Inside Turkey's media battleground - Listening Post (Full)




The Listening Post show

Summary: Raids, arrests, threats and deportation - journalism is becoming increasingly dangerous in Turkey as the government clamps down on the media covering stories it wants ignored. President Recep Tayyip Erdogan has been accused of a heavy-handed approach with journalists after one of the country's largest media houses - Dogan Media Group - was investigated for alleged "terrorism propaganda." The probe came on the heels of the Nokta news magazine being raided and it's latest edition being banned; and three journalists from the New York-based Vice News being arrested in Diyarbakir for quote "working for a terrorist organisation". At a time when entire cities in the southeast - Diyarbakir and Cizre - have been placed under curfew, Erdogan's latest crackdown has made a military offensive against Kurdish separatists increasingly difficult to cover.

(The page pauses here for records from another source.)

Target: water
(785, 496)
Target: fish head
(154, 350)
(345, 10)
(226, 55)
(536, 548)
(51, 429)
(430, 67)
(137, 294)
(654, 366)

Discussing Turkey’s deteriorating state of press freedom are: Idil Engindeniz, a media scholar at Galatasaray University; Bekir Hazar, the host at TV show Yaz Boz; Cevheri Guven, Editor at Nokta magazine; and Murat Bayram, a reporter for Kurdistan 24. Other media stories on our radar this week: journalists keep getting arrested and detained in Thailand; Charlie Hebdo's controversial cartoon poking fun at the death of Alan Kurdi; and the murder of a journalist in Colombia - that was caught on camera. Bosnia's divided media Twenty years ago this December, a three-year-long civil war ended in Bosnia and Herzegovina with a complex power sharing arrangement that split the country in two. The two entities: the Federation of Bosnia and Herzegovina administered by Bosnian Muslims; and the Republika Srpska, administered by Serbs; created a complicated political structure that also divided the media landscape. In an effort to transcend the ethnic divide, journalists are banding together to combat a range of political and economic pressures. The Listening Post's Flo Phillips reports from Sarajevo on their efforts and the problems Bosnian journalists face on a daily basis.